Ask me: what’s the best motivation for getting my house clean is? Answer: Inviting guests. This was my first musical guest and creating an inviting, relaxed atmosphere for music production was foremost in my thoughts. So, now my engineering hat comes off and my producer hat gets fitted snugly on my head. A clean work environment, beer, and food are what musicians need. My wife becomes an executive producer by preparing a delicious sausage and peppers meal as motivation for “after the recording session.” The sweet aroma of home cooked heaven permeates our home and manages to find it’s way into the recording studio, promising satiation for a job well done.

Our harried bass player arrives,  stressed from family obligations and we greet him with a nice cold beer.  After chugging the first 3-4 gulps of the bottle, he breathes a sigh of relief and smiles.
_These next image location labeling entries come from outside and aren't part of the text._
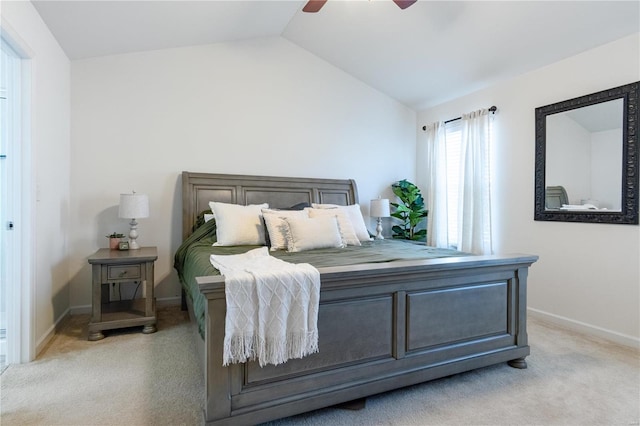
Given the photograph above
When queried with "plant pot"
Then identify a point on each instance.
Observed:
(114, 243)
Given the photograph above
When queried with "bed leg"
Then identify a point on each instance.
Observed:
(518, 363)
(356, 404)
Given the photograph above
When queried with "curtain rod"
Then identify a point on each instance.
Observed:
(492, 110)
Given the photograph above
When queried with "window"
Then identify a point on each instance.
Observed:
(453, 146)
(455, 176)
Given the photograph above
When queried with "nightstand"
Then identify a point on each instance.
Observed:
(110, 267)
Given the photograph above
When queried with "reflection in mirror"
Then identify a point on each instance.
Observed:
(584, 152)
(587, 158)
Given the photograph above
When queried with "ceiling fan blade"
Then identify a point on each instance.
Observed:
(313, 6)
(403, 4)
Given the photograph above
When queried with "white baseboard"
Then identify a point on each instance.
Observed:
(80, 309)
(169, 301)
(46, 338)
(581, 327)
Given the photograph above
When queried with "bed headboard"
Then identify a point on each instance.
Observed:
(280, 192)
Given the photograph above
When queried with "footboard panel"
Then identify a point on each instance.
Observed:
(380, 328)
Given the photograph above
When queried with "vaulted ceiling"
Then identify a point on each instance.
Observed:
(431, 52)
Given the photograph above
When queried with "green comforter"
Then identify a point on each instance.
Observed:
(192, 258)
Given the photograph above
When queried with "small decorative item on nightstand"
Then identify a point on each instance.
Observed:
(379, 208)
(114, 240)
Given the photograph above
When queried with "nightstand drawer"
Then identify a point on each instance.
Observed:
(123, 272)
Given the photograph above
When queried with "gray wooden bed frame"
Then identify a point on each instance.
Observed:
(381, 326)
No more laundry, kids, or late wife to knot him up, just a few hours of musical creativity and a nice beer buzz to loosen things up.
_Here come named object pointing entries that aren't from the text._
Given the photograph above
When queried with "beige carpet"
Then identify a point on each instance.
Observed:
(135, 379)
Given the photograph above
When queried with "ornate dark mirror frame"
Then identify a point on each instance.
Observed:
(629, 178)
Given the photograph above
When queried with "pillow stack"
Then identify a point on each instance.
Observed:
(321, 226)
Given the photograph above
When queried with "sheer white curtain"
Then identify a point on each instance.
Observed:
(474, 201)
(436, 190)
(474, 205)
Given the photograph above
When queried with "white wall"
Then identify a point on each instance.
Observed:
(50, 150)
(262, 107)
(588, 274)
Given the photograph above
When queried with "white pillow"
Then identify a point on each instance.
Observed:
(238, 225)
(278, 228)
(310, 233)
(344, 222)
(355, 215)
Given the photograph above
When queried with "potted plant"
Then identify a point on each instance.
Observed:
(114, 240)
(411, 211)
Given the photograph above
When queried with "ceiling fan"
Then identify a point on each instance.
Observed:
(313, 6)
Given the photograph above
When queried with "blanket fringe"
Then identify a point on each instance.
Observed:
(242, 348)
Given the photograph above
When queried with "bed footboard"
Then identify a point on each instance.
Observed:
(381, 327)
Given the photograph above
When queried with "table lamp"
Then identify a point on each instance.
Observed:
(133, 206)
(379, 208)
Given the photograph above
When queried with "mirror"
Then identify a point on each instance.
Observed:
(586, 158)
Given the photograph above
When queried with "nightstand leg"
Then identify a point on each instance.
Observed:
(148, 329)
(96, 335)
We head into the studio where I plug him in, set up levels, talk about the song, makes notes on the chart, and and hit the play button for a couple of practice runs to work out a bass counterpoint to the guitar, vocal, and harp parts. As producer, I explain that I want something fairly iconic that would make the song instantly identifiable just by hearing the bass alone. 

He plays the bass.  It’s sound fills the room and saturates the song. The first take sounds good. By the fifth take that iconic sounding bass line has formed. The seven and ninth takes are genius and I don’t know how I’m going to decide between them. We talk about the soccer mom singing the song as she waits in her van watching her kids run around. We talk funk and funky. We talk Fred Sanford funky. We talk, then record, and magically the sound I want is corralled and captured.
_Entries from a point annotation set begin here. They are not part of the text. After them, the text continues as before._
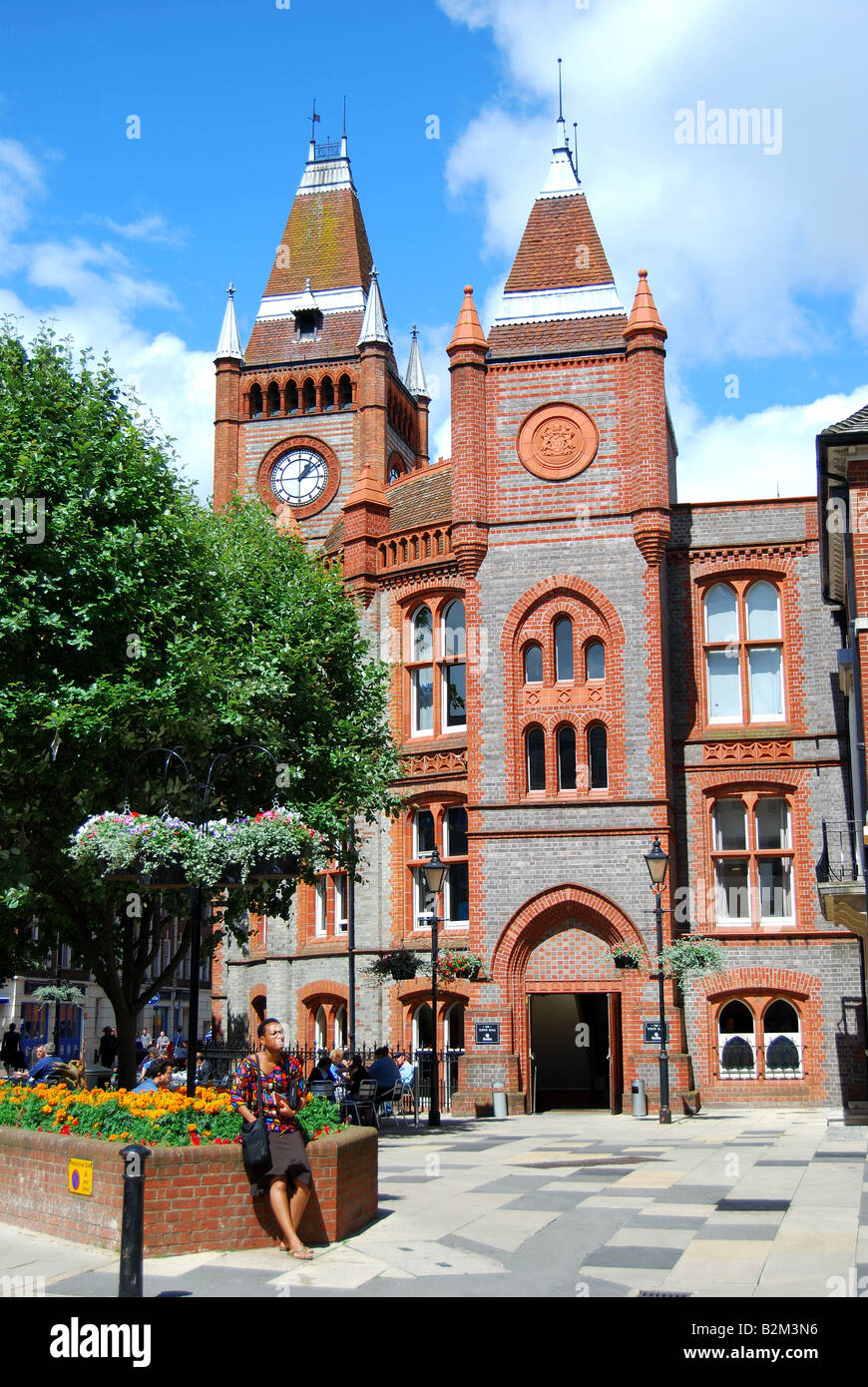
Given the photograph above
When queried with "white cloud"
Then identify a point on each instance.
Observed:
(93, 292)
(733, 240)
(153, 228)
(760, 455)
We finish the recording session and heading out to the kitchen serve ourselves and sit down to eat open-faced-sausage-and-peppers sandwiches in front of of a Nora Jones concert on Axis TV. All this complimented with a Bullet Rye Whiskey on the rocks and a feeling of contentment. And of course, we talk music. Paul leaves tired an happy, while I stay up all night listening to the different takes, and mixing the song till my eyes can’t stay open. It was a good day.

Songwriter turned into sound engineer, turned into music producer, turned into photographer, turned into host, turned into blogger, soon to be turned into music-video director. Damn, that’s a lot of hats.  If I ever make any money, I’ll hire some cats.

Will

The cat in many hats

Do what you do

Do what you do.

That’s the title of a new song that I recorded yesterday. And, it’s the theme of this blog entry.

Songwriting is hard and it’s taken me years to figure out how to do it. I started kinda ass-backwards, meaning that, when I first stared trying write songs, I started with a bass riff or a guitar chord progression and built the song up from the bottom up. The problem with that approach is that the lyric becomes the last thing I write. I’ve got a backlog of songs with no lyrics and worse: I’m looking for the right subject matter to express the musical mood. So, I’ll listen to the instrumental version of the song and think: now what is this song about? It can take days, months, or even years to get the lyric right. 

 Now, I write songs from the lyric. Once the words are down, I know exactly how to express the emotion of the words through the notes and chords. If I write about a woman who traveled across the country facing trials and tribulations, then I have an idea that the music needs to express the melancholy of the chorus, or the apprehension of the verse. In other words, I have a sense of orientation and direction. I’m not necessarily going to automatically use minor chords to express sadness; maybe I’ll contrast the minor chord verse to a major chord chorus to get a better sense of the the contrast of emotion and so hi-light the emotion of the song. The choices are limitless; so, it’s good to have a direction.

So, lyric first. Then I’ll play around with chords and begin selecting chord tones that might work for a melody.

It usually takes me several months to write and learn to play my own songs; but, the end result is creatively satisfying. 

 That’s what I do. 

 -Will

P.S.  Ill’ll cover my process for recording and arranging in a future post.